The Ombudsman for Children is calling for an independent evaluation of family hubs, which are premises used to provide emergency accommodation for homeless families as an alternative to hotels and B&Bs.
Up to 900 children are living in 26 family hubs, most of them in Dublin.
Publishing the report, Mr Muldoon said the Government was spending more than €100 million on the hubs. He said the scheme was never piloted and should be evaluated.
The report, the first of its kind, was made up of contributions from children aged between five and 17, and from the parents of children under five.
A lack of space and privacy, excess noise, and experiencing feelings of shame, guilt and anger were among the issues raised by the children.
Parents of the very young said they were concerned about the long-term mental health impact for their children.
The Ombudsman said the Government must address these concerns in order to ensure a high standard of accommodation for the homeless.
Mr Muldoon said there was an urgent need to introduce national standards, an independent inspection mechanism and a full-scale formal evaluation system.
The Ombudsman also said there was a lack of transparency when it came to data on homelessness, and in particular, on the exact number of children living in family hubs nationally.
He also said it was time to begin a conversation about including an "express right to housing" in the Constitution.
The Ombudsman also wants to see current legislation strengthened to oblige housing authorities to provide accommodation and other supports to the homeless.

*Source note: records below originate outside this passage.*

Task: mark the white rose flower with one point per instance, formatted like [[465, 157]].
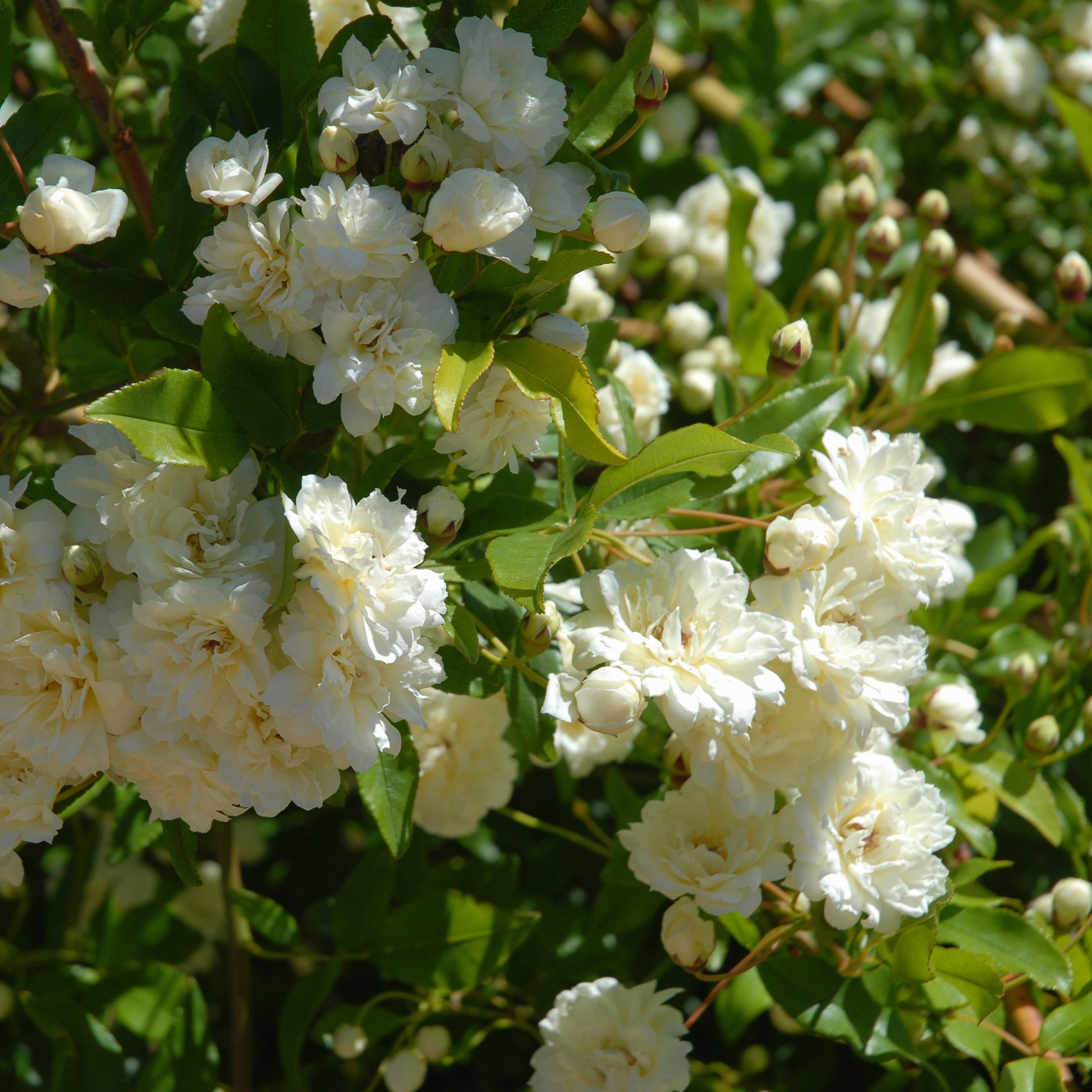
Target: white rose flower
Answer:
[[499, 88], [562, 331], [215, 24], [259, 277], [364, 558], [691, 842], [334, 695], [682, 627], [475, 209], [687, 937], [497, 424], [23, 277], [686, 325], [62, 212], [649, 389], [868, 849], [387, 93], [953, 708], [1011, 70], [383, 347], [586, 302], [621, 221], [604, 1035], [354, 231], [466, 766]]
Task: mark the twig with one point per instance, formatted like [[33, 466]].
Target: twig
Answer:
[[94, 99]]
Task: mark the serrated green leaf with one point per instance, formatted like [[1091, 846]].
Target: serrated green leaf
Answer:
[[176, 419], [389, 788], [461, 365], [543, 370], [259, 388]]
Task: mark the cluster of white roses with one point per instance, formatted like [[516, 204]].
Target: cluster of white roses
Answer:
[[794, 697]]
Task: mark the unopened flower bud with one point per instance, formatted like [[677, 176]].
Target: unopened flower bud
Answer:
[[1042, 736], [434, 1041], [1024, 669], [609, 701], [1072, 278], [861, 199], [790, 348], [405, 1071], [883, 240], [338, 149], [1072, 901], [81, 568], [538, 630], [830, 203], [938, 251], [650, 86], [687, 937], [442, 512], [826, 287], [863, 161], [933, 208], [348, 1042]]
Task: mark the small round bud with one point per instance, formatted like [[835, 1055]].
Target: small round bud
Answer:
[[1072, 278], [434, 1041], [405, 1071], [1042, 736], [442, 512], [826, 287], [933, 208], [1072, 901], [348, 1042], [861, 199], [830, 203], [338, 149], [1024, 669], [650, 86], [1008, 323], [883, 240], [863, 161], [538, 630], [938, 251], [81, 568], [790, 348]]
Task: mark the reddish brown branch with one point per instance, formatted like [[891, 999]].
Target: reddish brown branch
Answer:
[[94, 99]]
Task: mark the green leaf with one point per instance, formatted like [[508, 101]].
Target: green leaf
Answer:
[[461, 364], [33, 132], [1031, 1075], [548, 22], [801, 413], [1015, 945], [176, 419], [611, 101], [521, 562], [182, 847], [268, 916], [449, 940], [297, 1015], [696, 449], [181, 222], [753, 337], [974, 976], [543, 370], [370, 31], [388, 790], [1029, 390], [1068, 1028], [280, 32], [259, 388]]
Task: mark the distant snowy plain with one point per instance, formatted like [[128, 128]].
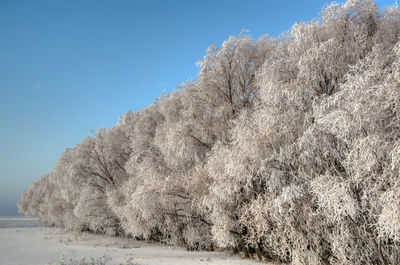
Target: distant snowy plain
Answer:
[[25, 241]]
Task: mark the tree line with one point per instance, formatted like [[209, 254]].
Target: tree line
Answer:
[[285, 148]]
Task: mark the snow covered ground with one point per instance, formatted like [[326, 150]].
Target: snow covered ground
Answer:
[[39, 245]]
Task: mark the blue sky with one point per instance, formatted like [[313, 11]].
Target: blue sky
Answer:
[[68, 67]]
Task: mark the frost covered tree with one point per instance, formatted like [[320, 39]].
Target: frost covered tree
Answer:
[[286, 149]]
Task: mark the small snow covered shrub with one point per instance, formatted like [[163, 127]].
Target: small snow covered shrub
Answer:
[[104, 260]]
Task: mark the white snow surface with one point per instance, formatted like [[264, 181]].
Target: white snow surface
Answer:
[[41, 245]]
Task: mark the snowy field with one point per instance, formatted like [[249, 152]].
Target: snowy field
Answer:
[[22, 242]]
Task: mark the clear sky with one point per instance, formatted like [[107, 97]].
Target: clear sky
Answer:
[[67, 67]]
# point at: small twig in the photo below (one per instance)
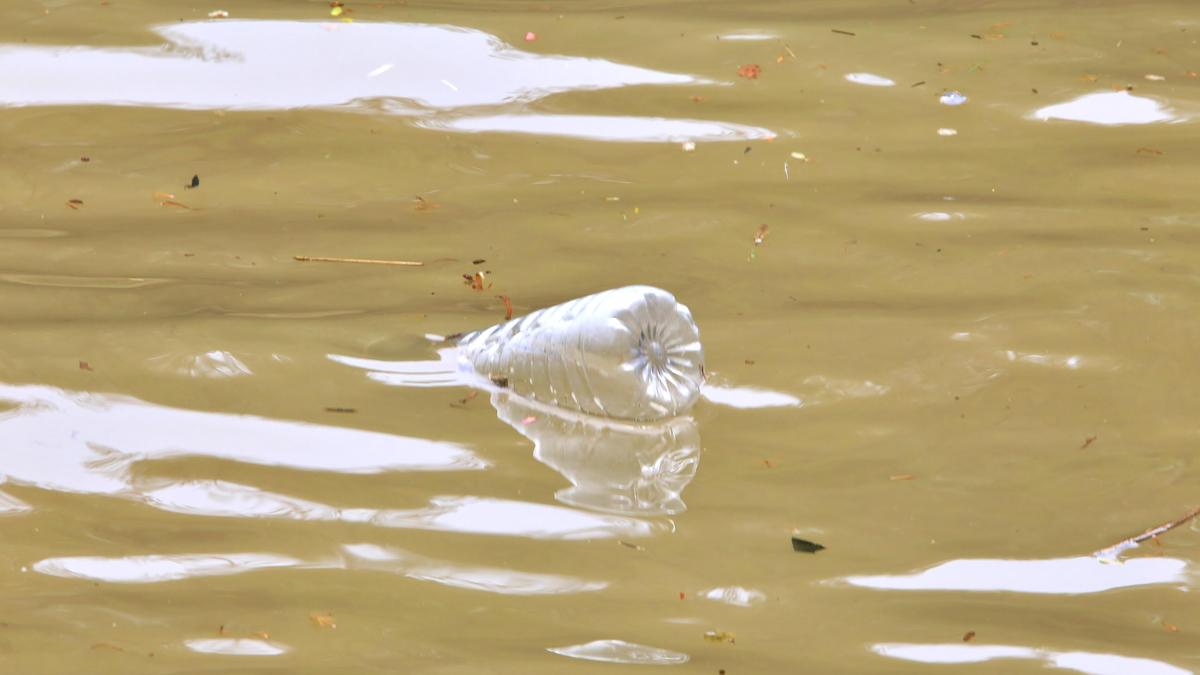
(1153, 532)
(364, 261)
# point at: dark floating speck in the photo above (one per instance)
(805, 547)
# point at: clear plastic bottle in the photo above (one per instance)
(627, 353)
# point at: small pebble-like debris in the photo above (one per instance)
(804, 545)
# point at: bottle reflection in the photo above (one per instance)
(612, 466)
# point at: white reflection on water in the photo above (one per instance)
(869, 79)
(466, 514)
(215, 364)
(159, 568)
(1091, 663)
(736, 596)
(1108, 108)
(619, 651)
(1068, 575)
(280, 64)
(605, 127)
(237, 646)
(399, 69)
(490, 579)
(84, 442)
(748, 396)
(155, 568)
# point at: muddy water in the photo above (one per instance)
(961, 358)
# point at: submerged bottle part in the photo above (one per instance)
(613, 466)
(627, 353)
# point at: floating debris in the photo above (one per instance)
(361, 261)
(869, 79)
(760, 236)
(619, 651)
(720, 637)
(804, 545)
(323, 620)
(750, 71)
(952, 99)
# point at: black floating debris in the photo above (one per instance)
(805, 547)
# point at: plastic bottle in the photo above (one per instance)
(613, 466)
(627, 353)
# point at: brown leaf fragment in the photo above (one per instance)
(760, 234)
(478, 281)
(720, 637)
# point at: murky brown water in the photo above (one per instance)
(964, 353)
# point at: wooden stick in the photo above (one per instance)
(1149, 533)
(364, 261)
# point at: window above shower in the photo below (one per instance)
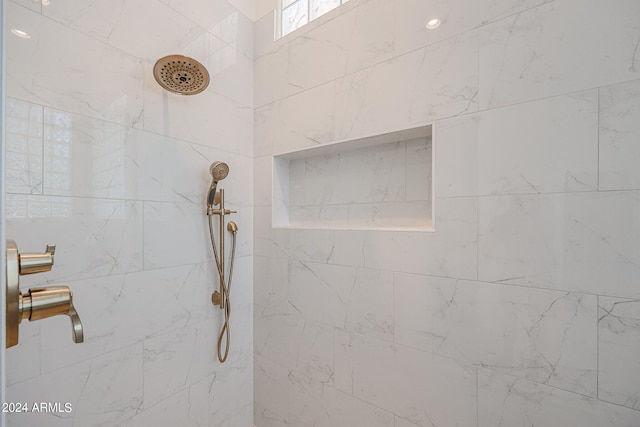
(296, 13)
(381, 182)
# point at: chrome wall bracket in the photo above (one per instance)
(37, 303)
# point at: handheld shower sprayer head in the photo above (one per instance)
(218, 171)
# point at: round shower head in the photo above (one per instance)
(219, 170)
(181, 75)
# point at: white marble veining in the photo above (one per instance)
(222, 20)
(23, 152)
(285, 398)
(618, 349)
(114, 170)
(177, 360)
(113, 316)
(104, 391)
(231, 394)
(543, 146)
(121, 26)
(175, 234)
(101, 82)
(457, 17)
(387, 185)
(524, 244)
(24, 358)
(506, 401)
(409, 90)
(94, 237)
(350, 42)
(271, 78)
(185, 407)
(535, 54)
(546, 336)
(619, 129)
(207, 119)
(583, 242)
(451, 251)
(426, 389)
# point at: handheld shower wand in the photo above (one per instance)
(219, 171)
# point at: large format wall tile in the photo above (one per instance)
(450, 251)
(146, 29)
(544, 146)
(348, 43)
(545, 336)
(207, 119)
(618, 349)
(176, 360)
(431, 83)
(583, 242)
(428, 390)
(23, 151)
(221, 19)
(101, 82)
(537, 54)
(283, 399)
(175, 234)
(504, 400)
(104, 391)
(457, 17)
(116, 311)
(94, 237)
(619, 129)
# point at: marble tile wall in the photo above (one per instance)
(114, 170)
(522, 307)
(380, 186)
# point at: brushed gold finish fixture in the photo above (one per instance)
(38, 303)
(215, 197)
(180, 74)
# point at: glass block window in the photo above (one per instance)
(296, 13)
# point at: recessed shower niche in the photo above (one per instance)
(381, 182)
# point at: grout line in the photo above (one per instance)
(598, 347)
(598, 139)
(477, 397)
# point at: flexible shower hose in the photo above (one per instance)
(226, 287)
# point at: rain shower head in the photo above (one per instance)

Speaking on RTÉ's Morning Ireland, Dr Muldoon described one ten-year-old girl who was worried about her five-year-old brother, who would try to escape the room at every opportunity.
He said the girl had to watch her younger brother whenever their mother went to the bathroom to prevent the boy from running away.
Dr Muldoon said most families seem to be in hubs for about nine months and some leave within three months.
But he said the only opportunity to leave is through the Housing Assistance Payment scheme (HAP), which is not accepted by many landlords.
He said there were concerns about the long-term plan for family hubs.
"What is the plan for them, how are they going to be used?" he asked.
"We set them up hoping we'd be finished fairly quickly, but anyone looking into the future can see a three to five-year term at least on this.
"We need to evaluate it, we need to have standards, we need to have consistency, and we need to know what the final product is coming out of this. Even one year in there is a huge chunk of a child's life, and we need to know that it's going to be done the right way."
Meanwhile, the CEO of the Peter McVerry Trust has said that none of the ten Peter McVerry hubs were included in the Ombudsman's report and it was based on a limited sample.
Speaking on RTÉ’s Today with Sean O’Rourke, Pat Doyle said that some children have blossomed in the hubs and parents have reported that they have a better quality of life now that they are no longer living in hotels.
Mr Doyle said that family hubs are meant to give families a better and more positive experience.
He said that more houses needed to be built and until that happened, hubs needed to be made as homely and warm as possible and "the furthest thing away from the word prison".